Europe's largest LGBTIQ+ Muslim charity, Imaan, launched a crowdfunding campaign to raise money for its first-ever pride festival dedicated to the members of its community. The campaign has so far exceeded its initial target of £5,000 ($6,179), which encouraged the organization to raise it to £10,000 ($12,359). 

"With the extra funding, we can produce a bigger, bolder, more exciting event AND subsidise a number of places for those who cannot afford to attend. Anything left over will go into running costs of our monthly support groups," Imaan said, explaining  why the target was doubled.

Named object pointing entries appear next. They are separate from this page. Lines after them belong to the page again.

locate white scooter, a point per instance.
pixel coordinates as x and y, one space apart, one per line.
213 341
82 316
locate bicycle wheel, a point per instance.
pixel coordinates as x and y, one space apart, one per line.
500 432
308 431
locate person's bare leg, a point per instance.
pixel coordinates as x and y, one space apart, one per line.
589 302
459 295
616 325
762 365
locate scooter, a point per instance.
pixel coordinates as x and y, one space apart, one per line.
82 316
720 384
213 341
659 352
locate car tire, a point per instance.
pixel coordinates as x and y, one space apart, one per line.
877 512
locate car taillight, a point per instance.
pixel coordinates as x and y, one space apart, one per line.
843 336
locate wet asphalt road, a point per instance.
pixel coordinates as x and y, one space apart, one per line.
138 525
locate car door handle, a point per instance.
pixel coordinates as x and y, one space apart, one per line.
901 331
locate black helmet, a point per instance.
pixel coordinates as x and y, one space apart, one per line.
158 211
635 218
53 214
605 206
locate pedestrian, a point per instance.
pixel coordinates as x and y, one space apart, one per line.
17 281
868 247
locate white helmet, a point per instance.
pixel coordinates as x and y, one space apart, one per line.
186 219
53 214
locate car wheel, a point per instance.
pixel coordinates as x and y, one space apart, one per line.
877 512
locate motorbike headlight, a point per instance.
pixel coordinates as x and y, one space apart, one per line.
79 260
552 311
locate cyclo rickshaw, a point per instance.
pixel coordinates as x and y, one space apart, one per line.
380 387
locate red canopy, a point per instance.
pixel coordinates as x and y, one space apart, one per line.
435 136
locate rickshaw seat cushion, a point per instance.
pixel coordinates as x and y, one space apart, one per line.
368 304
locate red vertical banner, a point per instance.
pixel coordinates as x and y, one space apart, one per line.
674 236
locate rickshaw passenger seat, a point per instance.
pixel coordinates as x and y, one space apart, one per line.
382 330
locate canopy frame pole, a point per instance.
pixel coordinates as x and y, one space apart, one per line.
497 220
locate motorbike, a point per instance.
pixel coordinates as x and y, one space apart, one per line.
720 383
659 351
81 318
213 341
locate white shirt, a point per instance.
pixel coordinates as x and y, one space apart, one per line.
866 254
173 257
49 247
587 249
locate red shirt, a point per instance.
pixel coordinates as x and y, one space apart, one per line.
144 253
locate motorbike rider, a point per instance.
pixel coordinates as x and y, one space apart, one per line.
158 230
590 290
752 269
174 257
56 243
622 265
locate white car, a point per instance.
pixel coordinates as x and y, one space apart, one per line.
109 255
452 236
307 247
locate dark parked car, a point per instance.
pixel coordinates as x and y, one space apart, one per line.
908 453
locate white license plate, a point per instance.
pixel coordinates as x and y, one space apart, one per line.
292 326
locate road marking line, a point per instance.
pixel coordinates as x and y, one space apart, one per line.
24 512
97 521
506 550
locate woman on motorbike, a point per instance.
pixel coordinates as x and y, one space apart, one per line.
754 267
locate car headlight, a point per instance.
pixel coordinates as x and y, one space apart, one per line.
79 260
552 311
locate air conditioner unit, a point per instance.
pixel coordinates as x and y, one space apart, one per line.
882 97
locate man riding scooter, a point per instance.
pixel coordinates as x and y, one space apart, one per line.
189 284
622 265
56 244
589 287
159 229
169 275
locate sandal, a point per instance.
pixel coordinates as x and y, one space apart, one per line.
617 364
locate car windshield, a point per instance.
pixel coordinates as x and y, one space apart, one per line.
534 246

The parade, a first of its kind, is set to take place in London during the spring of 2020 as part of the charity's 20th anniversary celebrations. The event will feature panels, discussions, speakers, arts, culture, and history. It is meant to honor being part of both the Muslim and the LGBTIQ+ community. 

"Imaan Fest is something that we definitely will - in all traditions of Muslim celebrations - make quite fantastic and glamorous," Joy Muhammad, member of Imaan, said during an interview with BBC Radio 1's Newsbeat.

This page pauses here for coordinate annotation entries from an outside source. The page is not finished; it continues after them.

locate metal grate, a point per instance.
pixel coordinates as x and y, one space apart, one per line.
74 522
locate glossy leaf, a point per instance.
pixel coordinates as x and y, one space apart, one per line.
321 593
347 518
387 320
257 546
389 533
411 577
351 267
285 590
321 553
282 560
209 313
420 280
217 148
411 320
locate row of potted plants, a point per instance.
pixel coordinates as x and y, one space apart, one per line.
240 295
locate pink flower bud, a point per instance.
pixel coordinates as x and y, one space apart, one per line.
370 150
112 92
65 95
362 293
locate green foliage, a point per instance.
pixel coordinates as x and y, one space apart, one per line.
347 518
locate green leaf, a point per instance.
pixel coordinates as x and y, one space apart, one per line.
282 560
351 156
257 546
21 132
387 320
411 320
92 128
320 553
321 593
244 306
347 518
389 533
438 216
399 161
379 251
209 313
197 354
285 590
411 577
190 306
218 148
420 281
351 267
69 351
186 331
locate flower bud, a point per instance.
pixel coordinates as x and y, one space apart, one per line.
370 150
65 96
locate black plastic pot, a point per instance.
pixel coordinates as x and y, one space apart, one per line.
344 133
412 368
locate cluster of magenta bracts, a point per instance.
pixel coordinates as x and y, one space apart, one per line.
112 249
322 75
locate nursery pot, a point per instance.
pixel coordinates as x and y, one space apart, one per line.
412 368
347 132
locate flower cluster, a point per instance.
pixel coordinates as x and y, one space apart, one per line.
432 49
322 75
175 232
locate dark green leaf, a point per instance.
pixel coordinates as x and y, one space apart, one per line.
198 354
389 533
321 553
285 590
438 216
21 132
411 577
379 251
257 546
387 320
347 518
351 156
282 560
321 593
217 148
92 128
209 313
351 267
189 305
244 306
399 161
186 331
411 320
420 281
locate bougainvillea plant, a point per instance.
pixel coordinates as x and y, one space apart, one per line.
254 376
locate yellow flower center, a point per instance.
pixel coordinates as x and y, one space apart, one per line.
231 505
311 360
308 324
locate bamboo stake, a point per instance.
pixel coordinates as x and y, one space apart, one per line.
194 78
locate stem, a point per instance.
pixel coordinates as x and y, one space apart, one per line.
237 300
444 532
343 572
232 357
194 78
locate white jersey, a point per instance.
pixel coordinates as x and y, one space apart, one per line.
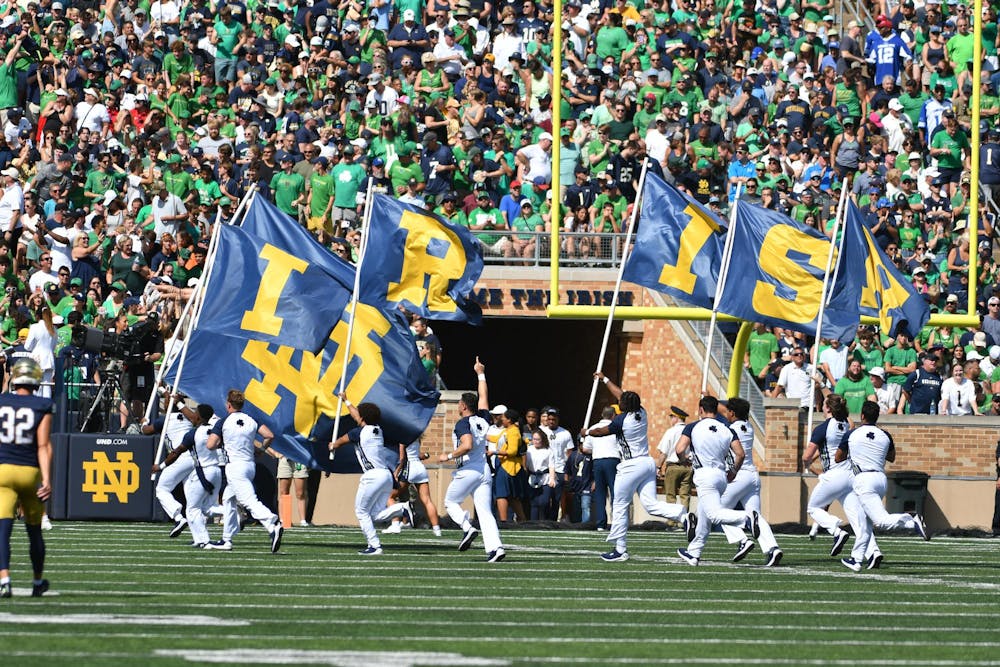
711 443
604 446
560 442
198 438
238 431
176 426
868 446
827 438
668 443
744 431
475 425
369 447
631 430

The Imaan Fest is a major statement against the rise of homophobia and transphobia, which, according to The Guardian, have doubled over the last four years. The significant increase of Islamophobic incidents since the New Zealand attacks in early 2019 is also part of the organization's message.

However, the LGBTIQ+ Muslim community not only has to deal with homophobia and Islamophobia from those surrounding them, but from within the community itself. According to Muhammad, "There's Islamophobia that we sometimes have to deal with within Pride and within LGBTQI communities. Not just at Pride, but within the queer community. Not only with the Muslim community, but also with other religious communities, we're being told to choose between our religion and our queer identity."

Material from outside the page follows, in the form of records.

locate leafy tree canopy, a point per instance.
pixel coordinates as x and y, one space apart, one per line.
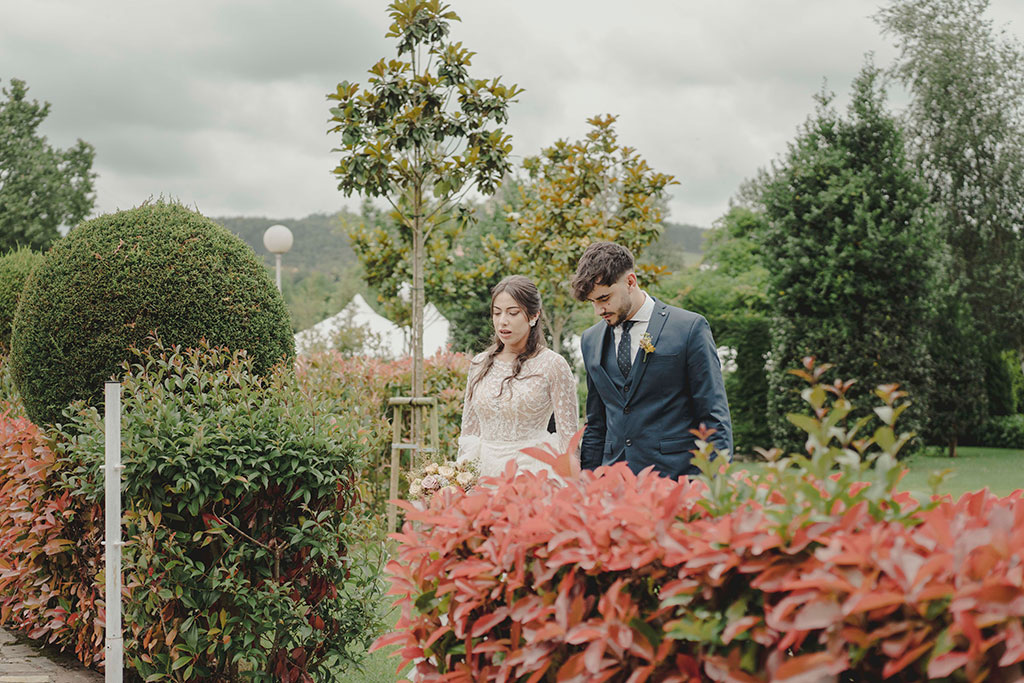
966 124
576 194
421 134
852 248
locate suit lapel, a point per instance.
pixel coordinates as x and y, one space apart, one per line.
596 368
658 316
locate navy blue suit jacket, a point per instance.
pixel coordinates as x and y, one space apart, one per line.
646 421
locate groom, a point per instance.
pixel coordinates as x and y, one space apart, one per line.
652 372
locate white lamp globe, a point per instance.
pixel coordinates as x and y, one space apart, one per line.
278 239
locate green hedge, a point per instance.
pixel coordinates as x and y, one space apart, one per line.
248 536
1005 431
14 268
115 281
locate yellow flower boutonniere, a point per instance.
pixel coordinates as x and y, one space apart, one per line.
646 345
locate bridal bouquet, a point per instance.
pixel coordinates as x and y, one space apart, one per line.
432 477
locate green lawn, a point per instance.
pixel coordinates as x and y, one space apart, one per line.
378 667
1001 470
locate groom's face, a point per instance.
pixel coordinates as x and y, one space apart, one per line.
612 302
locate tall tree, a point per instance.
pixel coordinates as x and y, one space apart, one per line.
422 134
730 288
41 188
576 194
966 124
852 249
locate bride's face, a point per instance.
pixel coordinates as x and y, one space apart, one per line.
511 322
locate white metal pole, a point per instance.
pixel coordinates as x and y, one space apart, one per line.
114 663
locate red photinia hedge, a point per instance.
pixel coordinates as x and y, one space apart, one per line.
50 548
818 567
615 577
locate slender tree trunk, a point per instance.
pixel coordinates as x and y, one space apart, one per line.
417 305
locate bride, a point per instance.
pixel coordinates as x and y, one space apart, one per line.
515 385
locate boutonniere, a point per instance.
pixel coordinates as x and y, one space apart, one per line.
647 345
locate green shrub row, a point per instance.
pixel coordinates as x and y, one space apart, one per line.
247 551
116 280
14 269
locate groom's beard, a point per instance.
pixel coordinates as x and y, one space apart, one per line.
619 316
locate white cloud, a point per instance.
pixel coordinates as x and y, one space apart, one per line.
221 102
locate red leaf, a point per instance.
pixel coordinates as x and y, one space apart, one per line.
810 668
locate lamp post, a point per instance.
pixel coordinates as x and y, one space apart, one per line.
278 240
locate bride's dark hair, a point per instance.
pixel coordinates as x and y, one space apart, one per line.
524 292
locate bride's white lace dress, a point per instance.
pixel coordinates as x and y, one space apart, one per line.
497 423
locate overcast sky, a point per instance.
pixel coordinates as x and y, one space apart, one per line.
220 103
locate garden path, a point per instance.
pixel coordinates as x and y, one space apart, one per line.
25 663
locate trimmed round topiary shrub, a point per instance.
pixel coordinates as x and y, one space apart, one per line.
113 282
14 268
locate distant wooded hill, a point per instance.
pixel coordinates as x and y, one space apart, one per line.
322 246
321 273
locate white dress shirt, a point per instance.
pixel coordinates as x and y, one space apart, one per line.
641 319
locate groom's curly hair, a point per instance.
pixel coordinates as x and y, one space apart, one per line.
602 263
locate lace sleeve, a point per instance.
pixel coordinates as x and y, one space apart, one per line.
469 434
564 400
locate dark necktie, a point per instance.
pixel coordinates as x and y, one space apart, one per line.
623 354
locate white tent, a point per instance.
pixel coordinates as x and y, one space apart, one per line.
389 340
435 331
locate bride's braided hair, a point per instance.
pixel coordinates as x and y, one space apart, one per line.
524 292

This is the result of strict interpretations of religious scripture, anti-LGBTIQ+ legislation, and long-standing cultural and societal norms in Arab and Islamic countries. 

"I wouldn't openly discuss certain topics within the Muslim community – and sexuality is one of them. But then again sexual orientation – whether queer or straight – isn't really discussed in the first place. There are a lot of conservative circles within the Muslim community for cultural reasons," Muhammad explained. 

This can be seen from the crowdfunding's list of donor names, which seems to be largely comprised of non-Muslims.

In July, a video was posted on Twitter capturing a Muslim woman in a niqab shouting the words "shame on you" at a parader during a pride march. Jamila Choudhury, 38, also quoted Alan Partridge - a British television fictional comic character - saying "God created Adam and Eve, not Adam and Steve."

Choudhury, was officially charged with a hate crime public order offense on Sept. 5 and is due to appear on bail in court on Oct. 3.

Almass Badat, a member of the Muslim LGBTIQ+ group Hidayah, stands in solidarity with Imaan's decision to host the Muslim pride parade. 

"It's really nice when you walk into a space and you can see someone that maybe looks like you, or has the same values - it doesn't always have to be visible. I'll go to Pride and also go to Black Pride and I'll probably also go to Muslim Pride. I go out of solidarity, out of support also for myself, to build community, there's so many positives to just interacting and understanding that within a group of people," Badat said.

Imaan's project leader, who goes by the name Rose, explained how the mission is to "show that there is no padlock on Islam anywhere in the world. We are multi-racial, gendered and sexual. No one is the gatekeeper – we all should be able to talk about the Muslim experience. We are just Muslims that happen to be gay or trans."